Se te interessas por um amigo, suporta os seus infortúnios e imperfeições, anda
em sua companhia nos dias amargos e dolorosos! O nosso sinal é o do amor que
eleva e santifica, porque só ele tem a luz que atravessa os grandes abismos.
Vai e não descreias, porque não triunfaremos no mundo somente pelo que
fizermos, mas também pelo que deixarmos de fazer, no âmbito das suas falsas
grandezas!…
Desde esse dia, o apóstolo
Tomé reformou a sua concepção sobre as mensagens do Céu, no capítulo dos
milagres; entretanto, não conseguia escapar a pequeninas indecisões, em matéria
de fé. Não podia excluir de sua imaginação o desejo de uma vitória ampla e
fácil do Evangelho, pela renovação imediata do mundo.
Dentro em pouco, porém, a onda
das perseguições vinha desfazer a suave e divina ventura. O Mestre fora preso.
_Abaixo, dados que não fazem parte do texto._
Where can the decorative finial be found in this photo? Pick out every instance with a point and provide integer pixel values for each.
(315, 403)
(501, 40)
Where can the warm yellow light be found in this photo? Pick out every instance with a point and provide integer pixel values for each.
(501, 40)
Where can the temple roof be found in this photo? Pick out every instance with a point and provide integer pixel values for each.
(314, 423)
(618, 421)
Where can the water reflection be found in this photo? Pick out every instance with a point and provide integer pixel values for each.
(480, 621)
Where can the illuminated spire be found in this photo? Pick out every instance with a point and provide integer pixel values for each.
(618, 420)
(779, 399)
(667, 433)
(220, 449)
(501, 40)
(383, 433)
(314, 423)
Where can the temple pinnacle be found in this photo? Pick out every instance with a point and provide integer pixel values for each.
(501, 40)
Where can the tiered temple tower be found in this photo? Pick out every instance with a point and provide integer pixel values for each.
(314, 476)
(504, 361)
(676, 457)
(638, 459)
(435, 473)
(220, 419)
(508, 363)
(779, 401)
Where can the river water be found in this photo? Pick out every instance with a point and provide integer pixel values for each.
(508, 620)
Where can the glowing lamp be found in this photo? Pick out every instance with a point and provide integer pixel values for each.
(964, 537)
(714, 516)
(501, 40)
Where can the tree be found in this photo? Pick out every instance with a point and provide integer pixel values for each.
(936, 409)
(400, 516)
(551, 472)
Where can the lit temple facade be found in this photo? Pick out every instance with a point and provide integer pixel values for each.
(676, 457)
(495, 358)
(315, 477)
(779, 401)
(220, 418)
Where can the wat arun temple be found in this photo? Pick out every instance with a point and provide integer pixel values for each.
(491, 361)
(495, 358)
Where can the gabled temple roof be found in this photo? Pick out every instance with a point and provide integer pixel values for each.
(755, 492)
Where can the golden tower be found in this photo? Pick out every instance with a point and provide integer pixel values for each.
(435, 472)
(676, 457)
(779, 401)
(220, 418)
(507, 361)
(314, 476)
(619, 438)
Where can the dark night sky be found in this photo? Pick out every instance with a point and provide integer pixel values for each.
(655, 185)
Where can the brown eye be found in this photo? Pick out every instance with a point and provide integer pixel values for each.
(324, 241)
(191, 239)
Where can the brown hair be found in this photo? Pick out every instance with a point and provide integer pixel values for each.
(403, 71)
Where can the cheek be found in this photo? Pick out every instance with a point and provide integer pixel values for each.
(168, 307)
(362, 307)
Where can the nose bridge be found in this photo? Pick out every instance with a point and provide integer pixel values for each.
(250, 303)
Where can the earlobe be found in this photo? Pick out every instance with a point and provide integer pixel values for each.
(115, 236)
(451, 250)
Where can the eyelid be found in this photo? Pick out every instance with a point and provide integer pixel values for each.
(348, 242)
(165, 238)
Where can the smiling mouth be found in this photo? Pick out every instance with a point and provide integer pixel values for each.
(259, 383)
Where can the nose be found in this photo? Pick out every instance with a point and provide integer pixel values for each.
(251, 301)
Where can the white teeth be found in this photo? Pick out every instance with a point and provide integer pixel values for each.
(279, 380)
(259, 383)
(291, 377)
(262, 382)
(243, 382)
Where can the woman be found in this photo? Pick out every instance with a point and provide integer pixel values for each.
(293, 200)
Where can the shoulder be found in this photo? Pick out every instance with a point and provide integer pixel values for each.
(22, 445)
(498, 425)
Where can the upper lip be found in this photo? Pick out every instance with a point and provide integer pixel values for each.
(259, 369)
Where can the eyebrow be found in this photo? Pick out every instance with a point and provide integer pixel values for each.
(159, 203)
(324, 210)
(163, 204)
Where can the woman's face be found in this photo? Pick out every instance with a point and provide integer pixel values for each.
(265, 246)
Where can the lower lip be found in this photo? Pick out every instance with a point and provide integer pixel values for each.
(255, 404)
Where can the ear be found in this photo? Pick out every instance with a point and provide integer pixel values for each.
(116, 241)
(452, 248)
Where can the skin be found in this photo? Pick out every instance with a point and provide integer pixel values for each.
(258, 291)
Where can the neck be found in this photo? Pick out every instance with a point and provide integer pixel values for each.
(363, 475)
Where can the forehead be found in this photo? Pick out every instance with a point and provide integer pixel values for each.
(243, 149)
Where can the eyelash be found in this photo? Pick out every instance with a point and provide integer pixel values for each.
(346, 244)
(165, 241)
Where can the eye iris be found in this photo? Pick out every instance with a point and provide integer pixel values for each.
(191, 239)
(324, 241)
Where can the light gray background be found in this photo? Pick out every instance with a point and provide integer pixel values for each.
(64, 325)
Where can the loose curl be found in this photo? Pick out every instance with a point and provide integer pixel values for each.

Com exceção de João, que se conservara junto de sua mãe, todos os discípulos se
afastaram espavoridos.
Também ele não resistiu às
grandes vacilações do triste momento. Debandara. Todavia, depois, sentira o
coração pungido de remorsos acerbos. Almejava contemplar o Mestre querido,
ouvir, se possível, pela última vez, uma palavra de exprobração dos seus lábios
divinos. Disfarçando-se, então, de maneira a tornar-se irreconhecível, a fim de
se livrar das iras da multidão, incorporou-se, nas ruas movimentadas, ao
ruidoso cortejo. Seu coração batia acelerado. Rompeu a massa popular e
aproximou-se do Messias, que caminhava sob a cruz a passos vacilantes, seguido
de perto pelos soldados que o protegiam contra os ataques da plebe. Sentiu que
uma grande angústia lhe dilacerava as fibras mais delicadas da alma. Contudo,
seguiu sempre, até que o madeiro se ergueu, exibindo o sentenciado sob os raios
do Sol claro, no topo de uma colina, como para apresentar espetáculo às vistas
do mundo inteiro.
Tomé contemplou fixamente o
Mestre e notou que o espírito se lhe mantinha firme. Sua fisionomia serena, não
obstante o martírio daquela hora, não refletia senão o amor profundo que lhe
conhecera nos dias mais lindos e mais tranquilos. Seus pés, que tanto haviam
caminhado para a semeadura do bem, estavam ensanguentados. Suas mãos generosas
e acariciadoras eram duas rosas vermelhas, gotejando o sangue do suplício. Sua
fronte, em que se haviam abrigado os pensamentos mais puros do mundo, se
mostrava aureolada de espinhos.
Tomé se pôs a chorar discretamente; logo, porém, como se o olhar do Mestre o buscasse, entre os milhares de criaturas reunidas, observou que Jesus o fitara e, magnetizado pela sua feição divina, avançou, hesitante. Desejava escutar daqueles lábios adorados a reprovação franca e sincera que merecia o seu condenável procedimento, fugindo ao testemunho da hora extrema. Aproximou-se ofegante da cruz e, deixando perceber que apenas cedia a uma necessidade espiritual naquele instante supremo, ouviu Jesus dizer-lhe em voz quase imperceptível:
— Tomé, no Evangelho do Reino,
o sinal do Céu tem de ser o completo sacrifício de nós mesmos!…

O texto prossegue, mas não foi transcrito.